Since we’re using Docker for deployment, we only need to create a docker-compose.yml
file on 10.0.0.6
with the following content:
services:
qdrant_node1:
image: qdrant/qdrant:v1.14.0
restart: always
volumes:
- ./qdrant_storage:/qdrant/storage
ports:
- "6333:6333"
- "6334:6334"
- "6335:6335"
environment:
QDRANT__CLUSTER__ENABLED: "true"
command: "./qdrant --uri http://10.0.0.6:6335"
On 10.0.0.7
, create a docker-compose.yml
file with the following content:
services:
qdrant_node2:
image: qdrant/qdrant:v1.14.0
ports:
- "6333:6333"
- "6334:6334"
- "6335:6335"
volumes:
- ./qdrant_storage:/qdrant/storage
environment:
QDRANT__CLUSTER__ENABLED: "true"
command: "./qdrant --bootstrap http://10.0.0.6:6335 --uri http://10.0.0.7:6335"
On 10.0.0.9
, create a docker-compose.yml
file with the following content:
services:
qdrant_node3:
image: qdrant/qdrant:v1.14.0
ports:
- "6333:6333"
- "6334:6334"
- "6335:6335"
volumes:
- ./qdrant_storage:/qdrant/storage
environment:
QDRANT__CLUSTER__ENABLED: "true"
command: "./qdrant --bootstrap http://10.0.0.6:6335 --uri http://10.0.0.9:6335"

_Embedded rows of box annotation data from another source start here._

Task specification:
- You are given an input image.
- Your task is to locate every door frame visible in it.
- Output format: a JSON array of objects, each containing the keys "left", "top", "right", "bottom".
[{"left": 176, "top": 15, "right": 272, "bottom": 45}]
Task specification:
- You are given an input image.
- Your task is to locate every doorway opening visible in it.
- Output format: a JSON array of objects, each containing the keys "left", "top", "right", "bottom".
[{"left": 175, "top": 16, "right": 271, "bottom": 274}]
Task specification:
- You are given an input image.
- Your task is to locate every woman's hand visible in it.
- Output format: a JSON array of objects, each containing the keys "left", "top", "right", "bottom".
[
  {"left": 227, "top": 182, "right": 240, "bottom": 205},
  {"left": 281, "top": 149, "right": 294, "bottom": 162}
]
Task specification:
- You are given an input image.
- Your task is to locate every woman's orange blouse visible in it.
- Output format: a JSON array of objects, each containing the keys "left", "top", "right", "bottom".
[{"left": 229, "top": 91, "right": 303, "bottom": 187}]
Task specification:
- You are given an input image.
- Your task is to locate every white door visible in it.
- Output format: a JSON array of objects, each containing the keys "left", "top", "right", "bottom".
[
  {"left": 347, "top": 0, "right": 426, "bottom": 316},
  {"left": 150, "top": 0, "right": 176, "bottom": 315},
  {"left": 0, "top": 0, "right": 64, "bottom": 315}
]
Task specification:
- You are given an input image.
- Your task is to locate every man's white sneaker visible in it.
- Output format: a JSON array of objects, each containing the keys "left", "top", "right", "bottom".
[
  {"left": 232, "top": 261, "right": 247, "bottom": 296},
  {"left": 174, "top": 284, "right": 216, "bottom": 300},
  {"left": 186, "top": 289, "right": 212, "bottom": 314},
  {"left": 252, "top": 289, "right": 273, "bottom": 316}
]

Then run docker-compose up -d
on each machine to start the services.
Once all nodes are up, you can access the cluster status by visiting http://localhost:6333/cluster
on any machine. For example:
{
"result": {
"status": "enabled",
"peer_id": 5395257186314509,
"peers": {
"3095816753490206": {
"uri": "http://10.0.0.9:6335/"
},
"5395257186314509": {
"uri": "http://10.0.0.6:6335/"
},
"4182395837949771": {
"uri": "http://10.0.0.7:6335/"
}
},
"raft_info": {
"term": 1,
"commit": 41,
"pending_operations": 0,
"leader": 5395257186314509,
"role": "Leader",
"is_voter": true
},
"consensus_thread_status": {
"consensus_thread_status": "working",
"last_update": "2025-05-17T02:31:10.703071457Z"
},
"message_send_failures": {}
},
"status": "ok",
"time": 0.000011782
}
Creating a Collection
After setting up a distributed Qdrant cluster, as described in the official documentation at https://qdrant.tech/documentation/guides/distributed_deployment/#making-use-of-a-new-distributed-qdrant-cluster, we can see:
When you enable distributed mode and scale up to two or more nodes, your data does not move to the new node automatically; it starts out empty. To make use of your new empty node, do one of the following:
- Create a new replicated collection by setting the replication_factor to 2 or more and setting the number of shards to a multiple of your number of nodes.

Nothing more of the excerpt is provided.